Professor Carlton Waterhouse has served at the Indiana University Robert H. McKinney School of Law since 2010. He is nationally recognized for his work on environmental justice and is known internationally for his research and writing on reparations for historic injustices and state human rights violations. His views have been published in the Wall Street Journal online and his articles have appeared in prestigious law journals including the Pennsylvania Journal of International Law, the Fordham Environmental Law Review, and the Rutgers Law Review. He attended college at the Pennsylvania State University where he studied engineering and the ethics of technology before deciding to pursue a legal education.
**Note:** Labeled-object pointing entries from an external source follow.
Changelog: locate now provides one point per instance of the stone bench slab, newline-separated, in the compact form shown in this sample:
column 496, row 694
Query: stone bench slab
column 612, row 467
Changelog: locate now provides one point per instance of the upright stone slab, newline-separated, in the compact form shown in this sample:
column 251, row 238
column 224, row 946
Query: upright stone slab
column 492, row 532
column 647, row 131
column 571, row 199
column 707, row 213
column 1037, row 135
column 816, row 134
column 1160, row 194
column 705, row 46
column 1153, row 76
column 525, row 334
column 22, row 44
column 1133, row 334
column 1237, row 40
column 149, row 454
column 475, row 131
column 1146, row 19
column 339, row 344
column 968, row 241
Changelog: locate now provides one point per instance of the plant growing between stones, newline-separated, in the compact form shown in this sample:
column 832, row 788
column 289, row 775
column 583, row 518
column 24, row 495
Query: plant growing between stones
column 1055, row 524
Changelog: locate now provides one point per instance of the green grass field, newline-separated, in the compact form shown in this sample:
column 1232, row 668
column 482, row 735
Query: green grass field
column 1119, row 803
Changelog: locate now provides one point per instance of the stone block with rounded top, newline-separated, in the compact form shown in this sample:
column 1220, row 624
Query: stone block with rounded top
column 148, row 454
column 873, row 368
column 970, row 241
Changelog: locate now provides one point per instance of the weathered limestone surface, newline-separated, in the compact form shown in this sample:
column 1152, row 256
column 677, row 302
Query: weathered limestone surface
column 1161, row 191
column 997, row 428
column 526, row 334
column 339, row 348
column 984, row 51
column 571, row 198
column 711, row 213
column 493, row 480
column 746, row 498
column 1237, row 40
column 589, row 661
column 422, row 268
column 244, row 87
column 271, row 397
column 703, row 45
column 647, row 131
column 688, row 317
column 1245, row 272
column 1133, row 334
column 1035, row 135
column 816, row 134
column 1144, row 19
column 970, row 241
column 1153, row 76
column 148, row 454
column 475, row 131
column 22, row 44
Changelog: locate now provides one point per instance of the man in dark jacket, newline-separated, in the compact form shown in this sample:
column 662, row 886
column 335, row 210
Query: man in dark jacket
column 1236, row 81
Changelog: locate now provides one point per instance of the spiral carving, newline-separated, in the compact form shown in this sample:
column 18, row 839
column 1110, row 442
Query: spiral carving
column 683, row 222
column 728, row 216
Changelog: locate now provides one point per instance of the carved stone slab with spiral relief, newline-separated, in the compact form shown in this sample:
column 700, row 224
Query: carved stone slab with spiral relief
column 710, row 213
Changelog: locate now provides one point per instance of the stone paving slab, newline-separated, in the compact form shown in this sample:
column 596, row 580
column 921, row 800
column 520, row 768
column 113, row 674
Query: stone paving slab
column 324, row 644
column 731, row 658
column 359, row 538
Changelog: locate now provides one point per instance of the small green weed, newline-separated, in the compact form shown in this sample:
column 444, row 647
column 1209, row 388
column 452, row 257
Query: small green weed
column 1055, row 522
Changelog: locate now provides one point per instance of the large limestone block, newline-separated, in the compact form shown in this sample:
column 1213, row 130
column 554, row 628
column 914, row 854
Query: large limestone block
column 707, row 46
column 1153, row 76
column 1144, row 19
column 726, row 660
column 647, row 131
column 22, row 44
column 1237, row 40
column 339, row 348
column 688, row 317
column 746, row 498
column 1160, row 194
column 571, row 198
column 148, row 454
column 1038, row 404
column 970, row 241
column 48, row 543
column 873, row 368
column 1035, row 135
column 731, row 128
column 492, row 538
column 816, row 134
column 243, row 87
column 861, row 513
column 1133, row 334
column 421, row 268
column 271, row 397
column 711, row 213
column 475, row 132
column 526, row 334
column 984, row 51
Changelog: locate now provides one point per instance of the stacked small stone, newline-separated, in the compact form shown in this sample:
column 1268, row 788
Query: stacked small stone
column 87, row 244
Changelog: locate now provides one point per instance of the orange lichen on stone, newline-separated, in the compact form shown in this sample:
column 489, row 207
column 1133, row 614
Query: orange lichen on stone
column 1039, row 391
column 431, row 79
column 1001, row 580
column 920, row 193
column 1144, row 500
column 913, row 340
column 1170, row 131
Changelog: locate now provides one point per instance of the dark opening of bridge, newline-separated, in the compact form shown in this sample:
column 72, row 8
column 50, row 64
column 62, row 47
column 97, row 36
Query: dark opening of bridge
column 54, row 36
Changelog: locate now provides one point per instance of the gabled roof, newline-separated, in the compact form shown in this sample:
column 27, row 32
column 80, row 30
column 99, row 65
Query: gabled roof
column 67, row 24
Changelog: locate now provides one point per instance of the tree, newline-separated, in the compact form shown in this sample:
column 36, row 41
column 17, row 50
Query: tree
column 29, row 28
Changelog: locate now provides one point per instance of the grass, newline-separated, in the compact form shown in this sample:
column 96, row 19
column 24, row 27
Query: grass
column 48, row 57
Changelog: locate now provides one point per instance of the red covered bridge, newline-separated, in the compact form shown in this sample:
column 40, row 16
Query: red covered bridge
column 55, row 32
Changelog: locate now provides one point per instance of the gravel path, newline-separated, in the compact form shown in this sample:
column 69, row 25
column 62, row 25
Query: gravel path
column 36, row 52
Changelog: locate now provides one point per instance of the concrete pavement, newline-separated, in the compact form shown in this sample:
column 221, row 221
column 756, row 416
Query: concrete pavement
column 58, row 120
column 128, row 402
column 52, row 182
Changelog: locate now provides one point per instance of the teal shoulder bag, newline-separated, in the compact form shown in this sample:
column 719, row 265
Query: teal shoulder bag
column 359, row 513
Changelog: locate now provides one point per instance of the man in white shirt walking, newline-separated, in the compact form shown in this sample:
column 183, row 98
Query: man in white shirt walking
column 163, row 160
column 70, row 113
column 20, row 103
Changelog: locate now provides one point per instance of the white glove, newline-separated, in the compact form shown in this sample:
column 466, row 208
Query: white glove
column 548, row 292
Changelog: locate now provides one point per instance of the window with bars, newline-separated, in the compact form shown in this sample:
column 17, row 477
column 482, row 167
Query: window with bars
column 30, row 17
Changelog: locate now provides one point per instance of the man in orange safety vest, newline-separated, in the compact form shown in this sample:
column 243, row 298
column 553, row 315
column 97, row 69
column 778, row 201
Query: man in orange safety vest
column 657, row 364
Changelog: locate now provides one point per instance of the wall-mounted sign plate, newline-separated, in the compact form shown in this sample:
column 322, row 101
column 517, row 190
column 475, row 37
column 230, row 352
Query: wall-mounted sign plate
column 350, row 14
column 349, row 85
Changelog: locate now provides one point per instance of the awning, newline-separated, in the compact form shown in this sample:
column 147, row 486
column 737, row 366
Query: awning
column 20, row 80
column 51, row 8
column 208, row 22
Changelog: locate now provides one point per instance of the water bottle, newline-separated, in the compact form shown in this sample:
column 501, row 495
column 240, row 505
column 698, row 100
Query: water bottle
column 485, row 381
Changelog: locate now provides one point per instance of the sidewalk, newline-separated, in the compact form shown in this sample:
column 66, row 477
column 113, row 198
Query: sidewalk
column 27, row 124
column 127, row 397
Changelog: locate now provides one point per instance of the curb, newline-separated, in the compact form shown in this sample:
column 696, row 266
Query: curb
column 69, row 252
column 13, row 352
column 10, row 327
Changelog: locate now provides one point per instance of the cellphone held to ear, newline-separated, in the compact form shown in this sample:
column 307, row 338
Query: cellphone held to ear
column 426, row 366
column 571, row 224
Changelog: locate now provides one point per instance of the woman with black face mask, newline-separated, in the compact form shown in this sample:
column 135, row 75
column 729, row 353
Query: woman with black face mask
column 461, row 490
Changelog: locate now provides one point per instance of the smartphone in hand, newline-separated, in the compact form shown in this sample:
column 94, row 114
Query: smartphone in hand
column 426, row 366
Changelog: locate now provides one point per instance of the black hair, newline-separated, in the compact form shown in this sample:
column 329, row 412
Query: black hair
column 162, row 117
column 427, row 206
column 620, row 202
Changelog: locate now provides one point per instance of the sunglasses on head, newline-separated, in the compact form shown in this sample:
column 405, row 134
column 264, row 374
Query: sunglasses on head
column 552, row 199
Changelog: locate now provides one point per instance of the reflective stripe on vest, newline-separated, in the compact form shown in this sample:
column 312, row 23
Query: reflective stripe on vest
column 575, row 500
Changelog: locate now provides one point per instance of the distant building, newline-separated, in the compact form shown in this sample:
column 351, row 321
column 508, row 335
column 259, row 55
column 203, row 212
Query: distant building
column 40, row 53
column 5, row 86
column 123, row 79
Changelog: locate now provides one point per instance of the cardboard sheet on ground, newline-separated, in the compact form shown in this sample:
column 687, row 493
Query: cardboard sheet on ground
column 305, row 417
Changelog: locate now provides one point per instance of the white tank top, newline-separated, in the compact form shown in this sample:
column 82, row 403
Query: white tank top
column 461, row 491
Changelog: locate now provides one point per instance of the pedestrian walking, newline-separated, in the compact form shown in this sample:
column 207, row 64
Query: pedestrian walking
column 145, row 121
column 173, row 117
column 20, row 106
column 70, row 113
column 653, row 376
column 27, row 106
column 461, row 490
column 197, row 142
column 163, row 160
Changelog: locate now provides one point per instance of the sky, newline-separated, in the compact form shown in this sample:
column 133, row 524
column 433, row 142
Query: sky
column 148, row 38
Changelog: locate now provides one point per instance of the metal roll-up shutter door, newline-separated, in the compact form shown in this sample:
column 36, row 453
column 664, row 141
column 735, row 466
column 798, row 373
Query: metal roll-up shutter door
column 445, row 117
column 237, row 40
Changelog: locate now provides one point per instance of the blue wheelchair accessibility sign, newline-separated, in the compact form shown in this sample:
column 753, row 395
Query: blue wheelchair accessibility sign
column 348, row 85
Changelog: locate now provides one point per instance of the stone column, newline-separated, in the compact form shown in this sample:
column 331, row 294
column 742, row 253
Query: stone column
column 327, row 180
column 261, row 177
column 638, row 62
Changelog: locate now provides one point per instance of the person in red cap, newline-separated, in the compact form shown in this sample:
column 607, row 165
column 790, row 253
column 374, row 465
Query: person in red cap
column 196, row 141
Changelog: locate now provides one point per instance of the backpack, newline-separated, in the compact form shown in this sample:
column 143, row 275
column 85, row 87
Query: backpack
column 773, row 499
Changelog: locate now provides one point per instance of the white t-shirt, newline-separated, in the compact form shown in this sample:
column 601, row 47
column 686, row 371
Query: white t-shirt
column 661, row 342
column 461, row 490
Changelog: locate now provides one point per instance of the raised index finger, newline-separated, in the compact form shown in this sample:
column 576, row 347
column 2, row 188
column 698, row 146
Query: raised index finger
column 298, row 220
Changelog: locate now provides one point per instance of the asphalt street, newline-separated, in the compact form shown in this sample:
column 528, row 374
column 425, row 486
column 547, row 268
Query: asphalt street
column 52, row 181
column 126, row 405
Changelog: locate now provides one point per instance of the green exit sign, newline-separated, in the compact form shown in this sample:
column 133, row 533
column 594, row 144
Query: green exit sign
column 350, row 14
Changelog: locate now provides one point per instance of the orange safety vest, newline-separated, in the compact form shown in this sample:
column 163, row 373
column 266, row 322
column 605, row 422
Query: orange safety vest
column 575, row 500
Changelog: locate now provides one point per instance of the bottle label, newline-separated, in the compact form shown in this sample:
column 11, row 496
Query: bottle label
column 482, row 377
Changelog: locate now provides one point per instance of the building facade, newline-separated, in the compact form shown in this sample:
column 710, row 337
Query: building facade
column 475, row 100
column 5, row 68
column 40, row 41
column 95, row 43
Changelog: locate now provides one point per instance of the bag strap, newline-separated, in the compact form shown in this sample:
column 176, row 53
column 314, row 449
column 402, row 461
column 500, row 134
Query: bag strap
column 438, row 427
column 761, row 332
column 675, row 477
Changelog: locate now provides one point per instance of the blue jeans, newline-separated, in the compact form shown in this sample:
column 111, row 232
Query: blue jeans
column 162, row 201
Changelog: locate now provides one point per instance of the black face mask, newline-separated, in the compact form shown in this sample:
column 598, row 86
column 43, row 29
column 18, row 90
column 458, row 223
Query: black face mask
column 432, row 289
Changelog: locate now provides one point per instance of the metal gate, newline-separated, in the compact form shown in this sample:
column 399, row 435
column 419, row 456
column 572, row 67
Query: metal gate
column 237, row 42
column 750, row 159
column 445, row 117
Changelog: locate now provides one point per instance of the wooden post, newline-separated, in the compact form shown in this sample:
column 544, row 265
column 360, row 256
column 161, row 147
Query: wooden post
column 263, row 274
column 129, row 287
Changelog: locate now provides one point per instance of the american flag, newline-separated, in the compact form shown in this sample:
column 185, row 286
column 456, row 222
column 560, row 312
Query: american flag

He is a graduate of Howard University School of Law, where he was admitted as one of its distinctive Merit Fellows. While in law school, he was selected for an internship with the Lawyers’ Committee for Civil Rights Under Law where he participated in the preliminary formation and development of the Civil Rights Act of 1992. Professor Waterhouse currently serves as a member of the Indiana Advisory Committee to the United States Civil Rights Commission

After law school, he began his career as an attorney with the United States Environmental Protection Agency where he served in the Office of Regional Counsel in Atlanta, Georgia and the Office of General Counsel in Washington, D.C. At the EPA, he served as the chief counsel for the agency in several significant cases and as a national and regional expert on environmental justice, earning three of the Agency’s prestigious national awards. His responsibilities at the EPA included enforcement actions under numerous environmental statutes, the development of regional and national policy on Environmental Justice and the application of the Title VI of the Civil Rights Act of 1964 to the EPA permitting actions. Following a successful nine-year career with the EPA, Professor Waterhouse enrolled in a Ph.D. program in the Emory University Graduate School of Arts and Sciences as one of the select George W. Woodruff Fellows. The previous year, he graduated with honors from the Candler School of Theology at Emory University with a Master of Theological Studies degree. In 2006, he graduated from Emory with a Ph.D. in Social Ethics.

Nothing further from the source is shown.